Hi looking for anyone who can offer advice on the below -

Background info - since day one we have received hundreds of emails from
our landlord telling us how to run our lives, when to shut the gate, 
shut the windows, when my 2 year old son is not allowed to play in the 
garden, to clean the stairs, clean under my bed ( yes i have an email 
stating he looked under my beds) where to put things in the house, to 
change light bulbs etc etc and this is what we are aware of he, has 
interfered in our life since day one and has never left us alone.

We went away in November and gave him permission to come into the house to 
fix two things, he was seen entering our house several times not the 
two times as permission given.

On 20 December 2011 he sent us an email about renewing our contract, he 
asked us to renew the contract by making a 4+4 contract. We wanted to 
make this contract last year but he told us it was not Possibile.
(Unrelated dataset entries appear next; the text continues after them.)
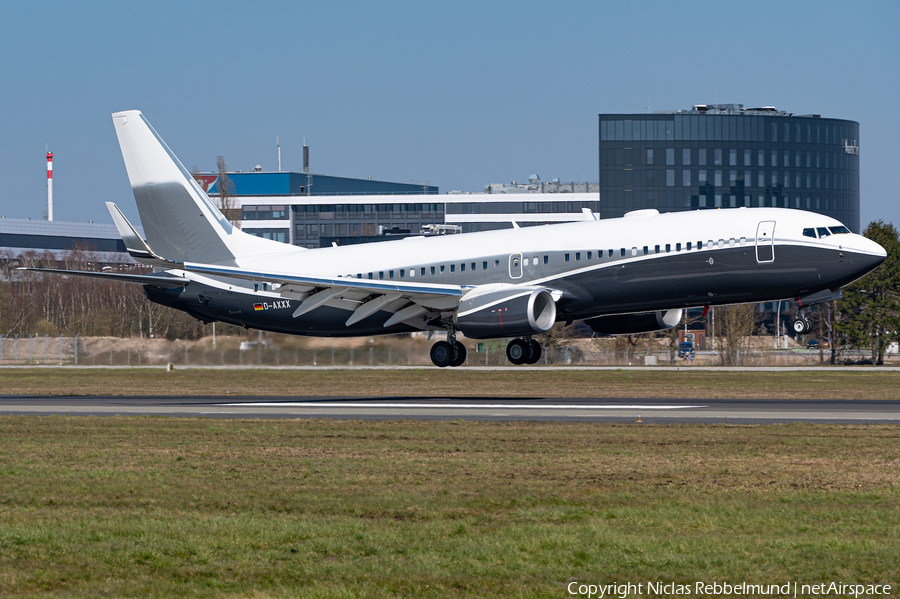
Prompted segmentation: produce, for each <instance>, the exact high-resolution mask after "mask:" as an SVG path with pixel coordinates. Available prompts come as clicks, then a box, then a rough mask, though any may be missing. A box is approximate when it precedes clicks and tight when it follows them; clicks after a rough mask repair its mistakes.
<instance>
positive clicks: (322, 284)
mask: <svg viewBox="0 0 900 599" xmlns="http://www.w3.org/2000/svg"><path fill="white" fill-rule="evenodd" d="M182 268H184V269H185V270H187V271H188V272H195V273H198V274H204V275H215V276H220V277H235V278H238V279H247V280H250V281H265V282H268V283H280V284H284V285H288V284H300V285H308V286H312V287H346V288H349V289H355V290H359V291H371V292H375V293H385V292H390V291H398V292H400V293H401V294H402V295H404V296H407V297H410V296H413V295H430V296H447V297H462V294H463V291H462V287H460V286H458V285H439V284H426V283H395V282H391V281H380V280H372V279H354V278H349V277H348V278H343V277H338V278H331V277H312V276H304V275H293V274H288V273H278V272H262V271H251V270H244V269H241V268H233V267H229V266H214V265H210V264H195V263H193V262H186V263H185V264H184V266H183V267H182Z"/></svg>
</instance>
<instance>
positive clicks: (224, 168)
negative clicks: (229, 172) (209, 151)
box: [216, 156, 241, 228]
mask: <svg viewBox="0 0 900 599" xmlns="http://www.w3.org/2000/svg"><path fill="white" fill-rule="evenodd" d="M216 169H217V170H218V171H219V182H218V188H219V193H218V194H217V195H216V197H217V198H218V200H219V202H218V203H219V206H218V208H219V210H221V211H222V214H223V215H224V216H225V218H227V219H228V220H229V221H231V224H233V225H234V226H235V227H238V228H240V225H241V209H240V207H239V206H238V205H237V201H236V200H235V199H234V181H232V180H231V179H230V178H229V177H228V165H227V164H225V157H224V156H217V157H216Z"/></svg>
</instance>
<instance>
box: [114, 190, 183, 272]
mask: <svg viewBox="0 0 900 599" xmlns="http://www.w3.org/2000/svg"><path fill="white" fill-rule="evenodd" d="M106 209H107V210H109V214H110V216H112V219H113V223H115V225H116V229H117V230H118V231H119V236H121V237H122V241H123V242H125V249H126V250H128V253H129V254H130V255H131V257H132V258H134V259H135V260H137V261H138V262H142V263H144V264H155V265H157V266H170V265H171V264H172V261H171V260H166V259H165V258H162V257H160V256H157V255H156V254H155V253H154V252H153V250H151V249H150V246H148V245H147V242H146V241H144V239H143V238H142V237H141V236H140V235H139V234H138V232H137V229H135V228H134V226H133V225H132V224H131V223H130V222H128V219H127V218H125V215H124V214H122V211H121V210H119V207H118V206H116V205H115V204H113V203H112V202H106Z"/></svg>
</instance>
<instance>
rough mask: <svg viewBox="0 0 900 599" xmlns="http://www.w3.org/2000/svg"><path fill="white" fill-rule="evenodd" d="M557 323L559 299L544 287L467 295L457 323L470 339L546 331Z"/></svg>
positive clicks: (515, 334)
mask: <svg viewBox="0 0 900 599" xmlns="http://www.w3.org/2000/svg"><path fill="white" fill-rule="evenodd" d="M554 322H556V302H555V301H554V300H553V296H552V295H551V294H550V291H549V290H547V289H545V288H543V287H503V288H500V289H494V290H492V291H483V292H477V291H476V292H472V293H469V294H467V295H466V296H465V297H463V299H462V301H460V303H459V311H458V312H457V315H456V326H457V327H458V328H459V330H460V331H462V333H463V334H464V335H465V336H466V337H469V338H470V339H491V338H495V337H514V336H518V335H534V334H536V333H545V332H547V331H549V330H550V327H552V326H553V323H554Z"/></svg>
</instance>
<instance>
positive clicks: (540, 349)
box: [506, 338, 542, 364]
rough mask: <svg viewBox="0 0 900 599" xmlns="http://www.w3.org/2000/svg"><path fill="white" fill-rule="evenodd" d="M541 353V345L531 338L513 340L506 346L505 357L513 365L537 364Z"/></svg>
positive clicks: (540, 355)
mask: <svg viewBox="0 0 900 599" xmlns="http://www.w3.org/2000/svg"><path fill="white" fill-rule="evenodd" d="M541 353H542V350H541V344H540V343H538V342H537V341H535V340H534V339H531V338H528V339H513V340H512V341H510V342H509V345H507V346H506V357H507V358H509V361H510V362H512V363H513V364H537V362H538V360H540V359H541Z"/></svg>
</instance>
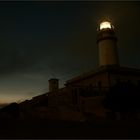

On 
the 16th January 2012 he then emailed saying he now wanted to cancel the 
contract, saying he now wanted us to leave at the end of this contract, 
15 march 2012, giving us only 2 months notice.

Questions:

Last year we asked for a 4+4 contract he said that this was not 
Possibile and so we have received two x one year transitionary 
contracts ( march 2010- march 2011 and then march 2011-march 2012) we 
have since heard that it is only Possibile to do 1x transitionary 
contract then it should have been the 4+4 contract which we requested, 
which would have given us the right to remain in this house for another 
4 years.

I have only ever received a copy of the first year contract, march 
2010-march 2011, I have never received a copy of the current march 
2011- march 2012 contract thus have never signed nor seen this 'current 
year' contract - I have heard this is illegal?

We do desperately want to leave and are currently actively looking for 
a house too but we can not find anything yet suitable.

At the same time we have stopped paying rent- he has three months rent 
in the form of a deposit which we know we will not receive any of it 
back because of the way he is - we will not see him out of pocket but 
we know we will not receive any of our deposit back if we do not do 
this.

So we want advice about the above, we want to leave but at the moment 
can not find anything suitable. He has already threatened us with 
eviction as we have not paid January's rent - I don't want to be 
homeless . . . .

Can you give advise on the above and the eviction process. We are a 
family on 3 with a 3 year old son.

Thanks much appreciated for any information given.


----------



## antb (Feb 18, 2012)

Hi Gary,

Not sure about the legal process but my advice would be to go to an estate agents saying that you are looking for somewhere to rent or buy and explain your situation. They should know all the legal aspects.

Maybe you could "pretend" to be interested in one of their properties so they don't see you as a time waster?


----------